Redacción (Lunes, 17-02-2014, Gaudium Press) A pesar de tan numerosos favores concedidos por la Providencia, Adán, engañado por la astuta serpiente pecó acarreando para sí la pérdida de todos los privilegios sobrenaturales con los cuales Dios lo había colmado. Expulsado de su reino y arrancada de su frente la corona de los dones preternaturales, pasó a vivir en la contingencia de su naturaleza formada de barro. Le resonaba todavía en los oídos la sentencia divina:
[…] maldita sea la tierra por tu causa. Sacarás de ella con trabajos penosos tu sustento todos los días de tu vida. Ella te producirá espinas y cardos, y tú comerás la hierba de la tierra. Comerás tu pan con el sudor de tu rostro hasta que vuelvas a la tierra de la cual fuiste sacado; porque eres polvo, y al polvo has de volver (Gn 3, 17-19).
Se inició una nueva fase para Adán, caracterizada por la experiencia de sus debilidades y flaquezas, consecuencia de su pecado. Y, ahora, se encontraban irremediablemente cerradas para él las puertas de aquel jardín de delicias del cual fuera expulsado. ¿Será que el relacionamiento con su Creador estaba cortado para siempre? ¿No habría un medio de encontrarse con Él y de hablarle?

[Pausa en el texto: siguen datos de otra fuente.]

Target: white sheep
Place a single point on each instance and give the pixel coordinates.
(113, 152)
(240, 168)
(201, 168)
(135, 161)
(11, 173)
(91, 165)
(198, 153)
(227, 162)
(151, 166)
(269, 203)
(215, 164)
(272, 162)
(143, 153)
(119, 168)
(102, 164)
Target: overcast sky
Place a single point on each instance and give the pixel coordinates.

Ese gran medio Dios le proporcionó a través de la oración. «Ella es el diálogo del hombre con Dios» 1. Por medio de ella Adán y sus hijos suplirían en sí aquellas añoranzas inmensas del paraíso, disminuirían la distancia entre Creador y criatura, proporcionando la posibilidad de aproximarse, de hablar y de convivir con Dios y conquistarían el Cielo que les fuera prometido.

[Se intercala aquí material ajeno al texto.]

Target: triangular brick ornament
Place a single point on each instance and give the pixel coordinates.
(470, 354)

La oración tiene el poder de abrir los tesoros de Dios y atraer sobre el orante las lluvias de bendiciones divinas. Tanto agrada a Dios la oración sincera y confiada que, a veces, Él tarda en atender, a fin de que el alma, creciendo en el deseo, redoble la insistencia de sus pedidos y sea coronada de méritos.

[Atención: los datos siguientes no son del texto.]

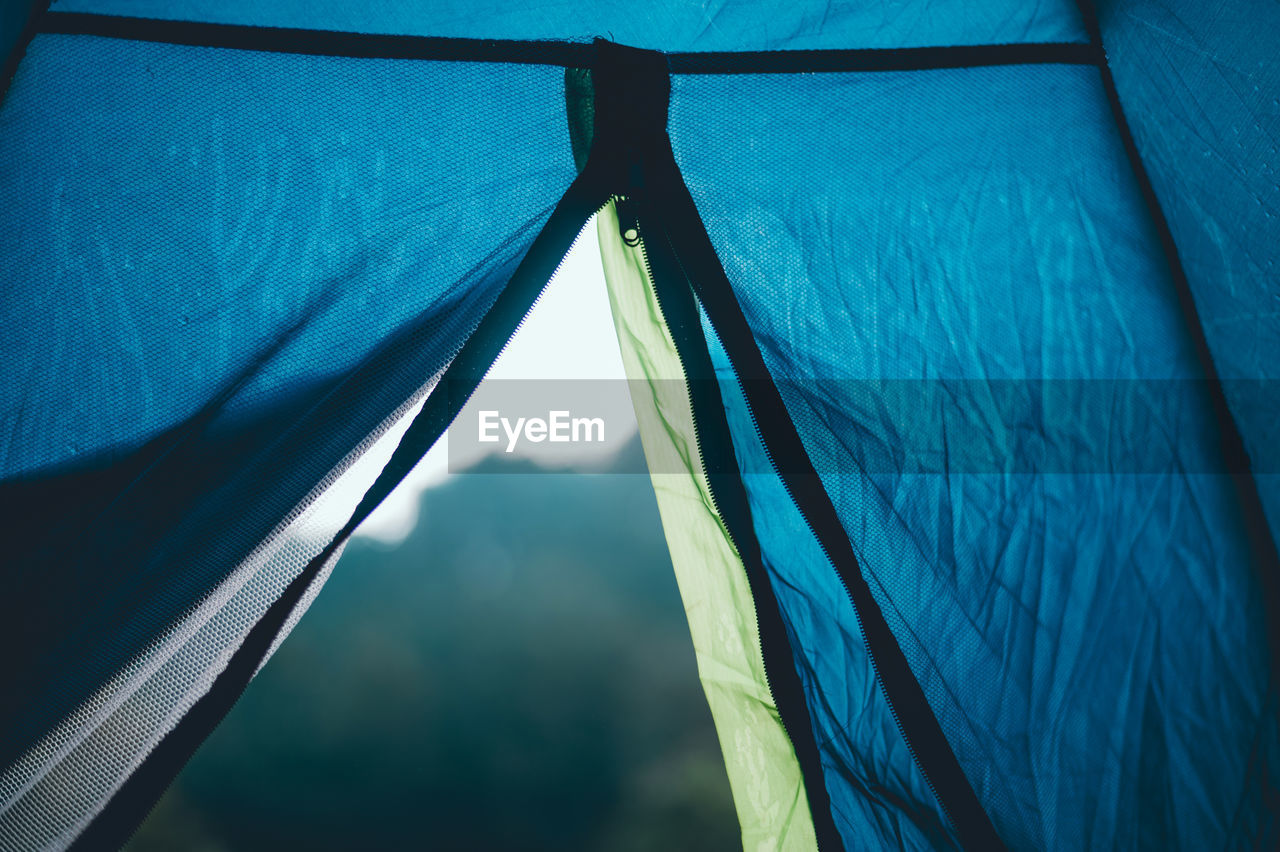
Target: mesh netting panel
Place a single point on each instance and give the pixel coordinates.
(777, 24)
(223, 270)
(1091, 642)
(54, 789)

Habiendo venido el Hijo de Dios al mundo, enseñó al hombre la importancia de la oración y le inculcó la confianza en ella, ya sea por medio de parábolas, ya sea, sobre todo, a través de su Divino ejemplo, desdoblándose en solicitud, desvelo y amor sobre todos aquellos que de Él requirieron algún favor. No hubo nadie que saliese de su presencia con las manos vacías…
Ese mismo Jesús que a todos atendió con solicitud, no partió al Cielo de manera definitiva e irremediable, sino que quiso permanecer en la Tierra, conviviendo entre los hombres. «¡Estaré con vosotros todos los días, hasta el fin del mundo!» (Mt 28, 20).
Él se encuentra en todos los sagrarios del mundo, bajo el velo de las especies eucarísticas, a la espera de nuestra visita, listo para oír nuestras súplicas. Hecho Hombre como nosotros y habiendo experimentado nuestra debilidad, conoce todo aquello que carecemos y sabe compadecerse de nuestras miserias.
Como en otro tiempo por las estradas de Galilea o bajo los pórticos del Templo de Jerusalén, Jesús se detiene ante el triste espectáculo de la lepra espiritual que corroe las almas o de la ceguera que las mantiene lejos de su amor. Entretanto, su mirada misericordiosa abarca a todos en un infinito deseo de perdonar, inclinándose sobre cada uno de sus hijos, con ternura de padre y bienquerencia de hermano, para llenarlos de dones y atenderlos en sus anhelos. Está apenas a la espera de un pedido, de una súplica, de un simple suspiro a Él dirigido, para cumplir su irrevocable promesa: «Cualquier cosa que me pidas en Mi nombre, yo lo haré» (Jn 14, 14).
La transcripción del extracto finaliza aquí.